Although Bournemouth continued to look the better team at the start of the second half they survived a scare when the, hitherto largely peripheral, Defoe controlled Lee Cattermole’s long ball before curling an audacious 20-yard shot fractionally wide of an upright with Boruc surely beaten.
It was time for Howe to introduce Matt Ritchie, his immensely influential, much -admired winger, in place of Pugh. Recently injured, Ritchie had not been quite fit enough to start and struggled to make the desired impact here.
He could have probably done without his arrival coinciding with a significant improvement on Sunderland’s part as, roared on by a 41,367 crowd. The catalyst for that home upturn was Watmore who ruffled Bournemouth after coming on for Borini and helped create the opening where Boruc did well to deny Yann M’Vila.

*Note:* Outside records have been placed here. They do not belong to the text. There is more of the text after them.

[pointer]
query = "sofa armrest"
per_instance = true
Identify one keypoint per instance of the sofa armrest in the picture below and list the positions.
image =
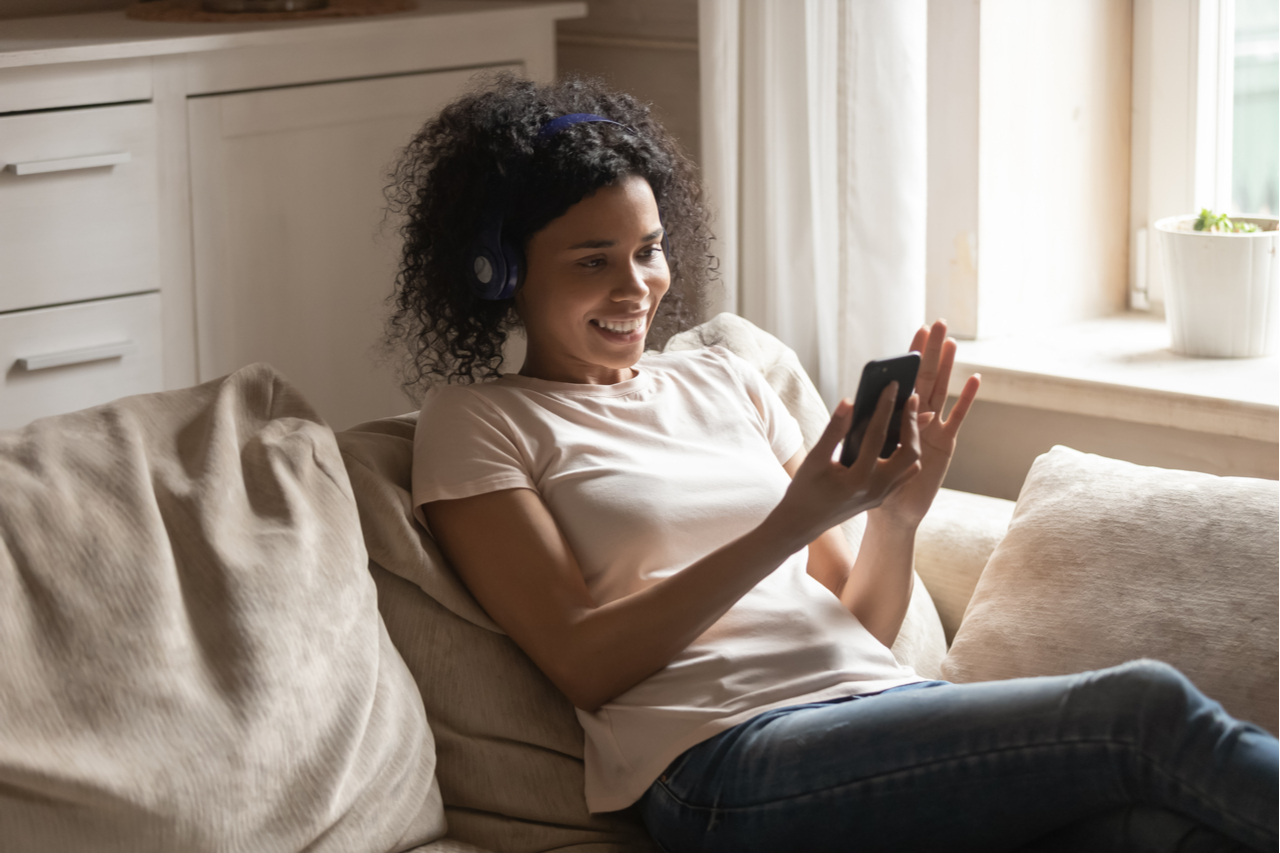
(448, 845)
(952, 546)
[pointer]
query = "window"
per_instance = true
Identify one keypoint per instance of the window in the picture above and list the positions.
(1206, 119)
(1256, 109)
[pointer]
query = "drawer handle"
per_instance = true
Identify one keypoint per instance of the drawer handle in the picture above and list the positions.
(78, 356)
(67, 164)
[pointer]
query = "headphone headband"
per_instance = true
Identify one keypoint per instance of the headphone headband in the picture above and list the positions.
(563, 122)
(497, 265)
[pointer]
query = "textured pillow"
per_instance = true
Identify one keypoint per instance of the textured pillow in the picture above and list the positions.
(1106, 561)
(920, 642)
(508, 744)
(193, 657)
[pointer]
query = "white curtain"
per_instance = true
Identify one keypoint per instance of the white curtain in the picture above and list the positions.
(814, 160)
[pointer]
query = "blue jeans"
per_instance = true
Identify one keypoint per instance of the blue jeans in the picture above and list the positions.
(1125, 758)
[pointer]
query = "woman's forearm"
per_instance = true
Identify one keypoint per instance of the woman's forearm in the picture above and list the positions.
(878, 588)
(607, 658)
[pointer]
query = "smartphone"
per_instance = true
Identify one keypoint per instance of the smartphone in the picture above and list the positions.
(876, 378)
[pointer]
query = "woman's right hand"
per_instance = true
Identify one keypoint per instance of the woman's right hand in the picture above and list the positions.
(824, 493)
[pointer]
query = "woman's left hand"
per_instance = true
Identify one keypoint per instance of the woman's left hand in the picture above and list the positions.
(908, 505)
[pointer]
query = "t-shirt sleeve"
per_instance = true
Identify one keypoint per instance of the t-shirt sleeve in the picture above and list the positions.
(780, 425)
(462, 446)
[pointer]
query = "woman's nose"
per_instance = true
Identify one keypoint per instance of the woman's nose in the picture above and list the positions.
(632, 283)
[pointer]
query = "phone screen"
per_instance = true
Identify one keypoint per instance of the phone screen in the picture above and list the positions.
(876, 378)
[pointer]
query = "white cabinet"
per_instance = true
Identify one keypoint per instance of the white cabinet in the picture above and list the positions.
(234, 210)
(78, 245)
(295, 258)
(77, 205)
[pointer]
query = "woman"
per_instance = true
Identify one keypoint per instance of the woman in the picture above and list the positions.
(650, 532)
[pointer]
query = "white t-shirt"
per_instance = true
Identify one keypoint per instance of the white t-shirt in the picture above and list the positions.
(645, 477)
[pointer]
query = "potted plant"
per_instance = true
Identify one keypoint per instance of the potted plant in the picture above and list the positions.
(1221, 283)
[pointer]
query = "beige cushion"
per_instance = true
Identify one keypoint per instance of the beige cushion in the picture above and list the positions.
(510, 746)
(952, 547)
(920, 642)
(192, 652)
(1106, 561)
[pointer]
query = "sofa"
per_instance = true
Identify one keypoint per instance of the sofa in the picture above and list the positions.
(223, 630)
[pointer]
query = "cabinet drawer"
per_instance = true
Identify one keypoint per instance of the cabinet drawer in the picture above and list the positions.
(74, 356)
(77, 205)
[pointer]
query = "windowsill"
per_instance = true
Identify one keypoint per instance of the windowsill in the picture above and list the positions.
(1123, 369)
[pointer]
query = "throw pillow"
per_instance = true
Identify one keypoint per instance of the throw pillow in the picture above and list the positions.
(508, 743)
(193, 656)
(1106, 561)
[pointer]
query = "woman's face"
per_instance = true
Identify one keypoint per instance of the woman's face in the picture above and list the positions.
(593, 283)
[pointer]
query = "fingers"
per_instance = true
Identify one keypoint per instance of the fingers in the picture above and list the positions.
(967, 396)
(908, 452)
(877, 429)
(922, 334)
(931, 355)
(836, 429)
(938, 398)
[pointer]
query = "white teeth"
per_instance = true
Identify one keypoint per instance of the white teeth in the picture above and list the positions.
(624, 325)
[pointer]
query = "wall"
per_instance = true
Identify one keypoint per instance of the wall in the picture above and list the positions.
(1029, 106)
(648, 49)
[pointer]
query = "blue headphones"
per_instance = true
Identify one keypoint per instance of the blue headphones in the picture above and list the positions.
(496, 268)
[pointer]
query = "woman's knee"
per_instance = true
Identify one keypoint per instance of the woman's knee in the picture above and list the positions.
(1150, 689)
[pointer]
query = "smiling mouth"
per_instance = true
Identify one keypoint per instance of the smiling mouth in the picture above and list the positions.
(621, 327)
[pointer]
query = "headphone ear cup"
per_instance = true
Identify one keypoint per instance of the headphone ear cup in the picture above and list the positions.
(513, 269)
(489, 263)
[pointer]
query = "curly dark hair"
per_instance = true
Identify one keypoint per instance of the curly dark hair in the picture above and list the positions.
(483, 150)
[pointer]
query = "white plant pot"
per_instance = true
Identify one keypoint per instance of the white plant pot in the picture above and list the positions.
(1221, 290)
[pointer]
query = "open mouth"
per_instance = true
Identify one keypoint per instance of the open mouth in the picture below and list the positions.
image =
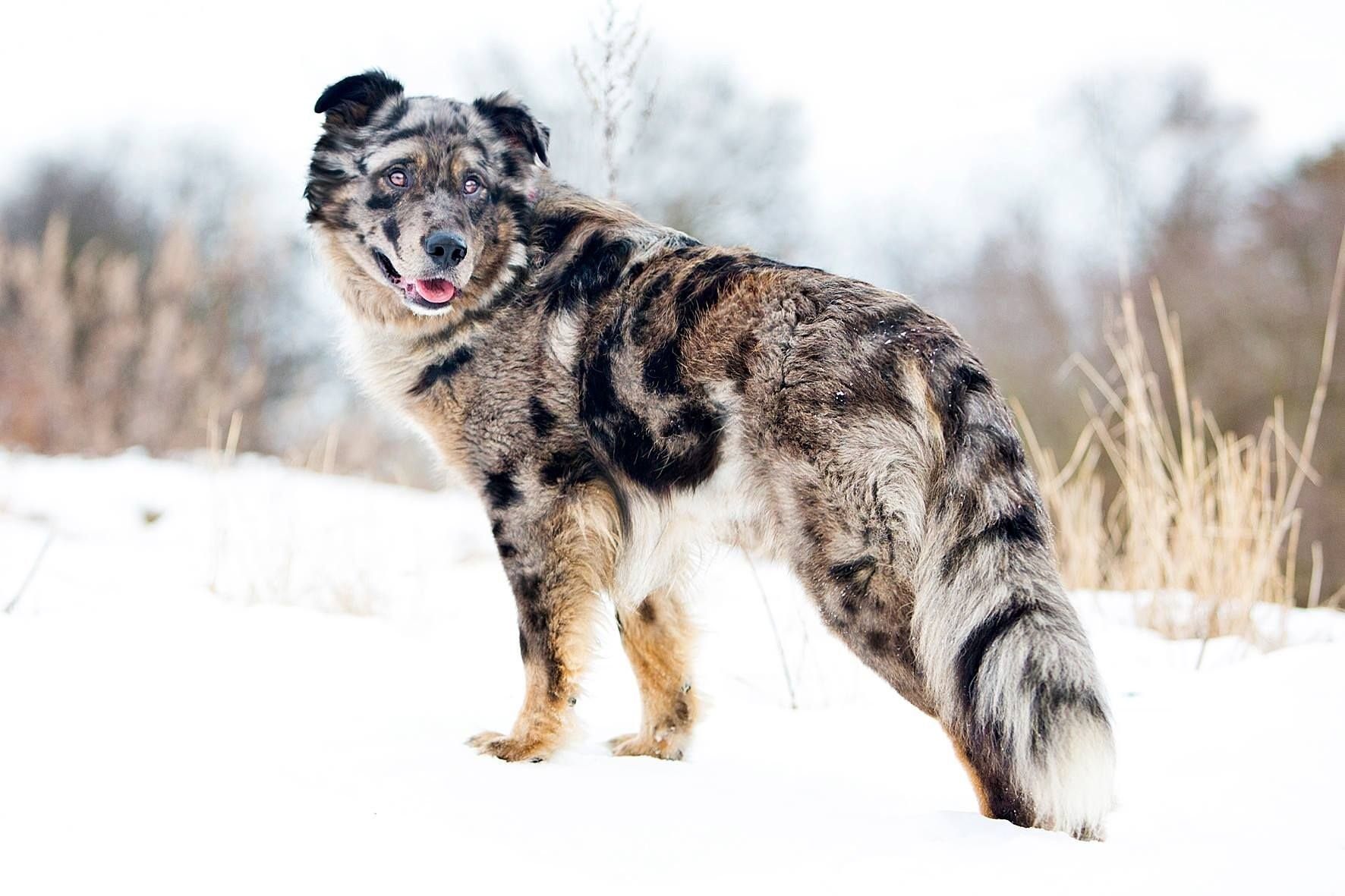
(425, 294)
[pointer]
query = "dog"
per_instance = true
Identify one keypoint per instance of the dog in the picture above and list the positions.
(619, 393)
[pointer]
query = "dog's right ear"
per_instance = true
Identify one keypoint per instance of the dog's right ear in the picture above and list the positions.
(351, 101)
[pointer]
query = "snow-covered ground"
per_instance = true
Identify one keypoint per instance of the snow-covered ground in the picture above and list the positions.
(254, 680)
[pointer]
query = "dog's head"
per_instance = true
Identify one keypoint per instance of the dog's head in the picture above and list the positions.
(421, 205)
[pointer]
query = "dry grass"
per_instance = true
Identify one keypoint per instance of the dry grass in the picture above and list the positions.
(100, 350)
(1203, 523)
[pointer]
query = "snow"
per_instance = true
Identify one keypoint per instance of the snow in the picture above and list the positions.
(247, 678)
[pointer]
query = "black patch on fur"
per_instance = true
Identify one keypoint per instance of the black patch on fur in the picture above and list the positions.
(662, 369)
(1022, 527)
(513, 121)
(541, 417)
(700, 291)
(853, 572)
(405, 134)
(565, 468)
(658, 464)
(395, 115)
(963, 381)
(549, 234)
(595, 271)
(973, 652)
(501, 489)
(443, 370)
(393, 231)
(350, 101)
(1050, 700)
(383, 202)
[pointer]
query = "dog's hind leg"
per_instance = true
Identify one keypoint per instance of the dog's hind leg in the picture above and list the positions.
(658, 637)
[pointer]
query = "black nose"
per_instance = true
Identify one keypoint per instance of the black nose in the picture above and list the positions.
(446, 248)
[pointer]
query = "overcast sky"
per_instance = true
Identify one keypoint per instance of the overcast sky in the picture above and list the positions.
(953, 100)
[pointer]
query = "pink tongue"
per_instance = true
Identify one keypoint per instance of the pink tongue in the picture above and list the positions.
(436, 291)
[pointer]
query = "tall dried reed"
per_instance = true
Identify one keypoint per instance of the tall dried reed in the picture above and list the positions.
(1202, 523)
(100, 350)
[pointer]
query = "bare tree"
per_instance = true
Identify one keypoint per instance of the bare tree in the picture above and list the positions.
(608, 76)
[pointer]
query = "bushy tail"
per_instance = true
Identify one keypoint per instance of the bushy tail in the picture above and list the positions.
(1003, 654)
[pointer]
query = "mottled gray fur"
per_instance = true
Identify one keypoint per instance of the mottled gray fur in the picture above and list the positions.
(620, 393)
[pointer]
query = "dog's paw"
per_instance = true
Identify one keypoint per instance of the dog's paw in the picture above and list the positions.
(646, 746)
(512, 750)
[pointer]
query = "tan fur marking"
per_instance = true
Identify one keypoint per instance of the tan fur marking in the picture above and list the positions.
(658, 638)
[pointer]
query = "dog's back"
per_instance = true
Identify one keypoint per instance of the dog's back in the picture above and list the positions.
(619, 391)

Not that Bournemouth were quite done. Ritchie’s deflected shot could easily have beaten a wrong-footed Mannone while Lewis Grabban, on for Afobe, looked distraught to have clipped the ball wide from close range after Stanislas’s defence-splitting pass had left him clean through.
Poor Stanislas subsequently had to be helped off with what seemed a nasty knee injury following a hefty, rash, yellow-carded, challenge from Billy Jones and it ensured the afternoon ended on a slightly sour note.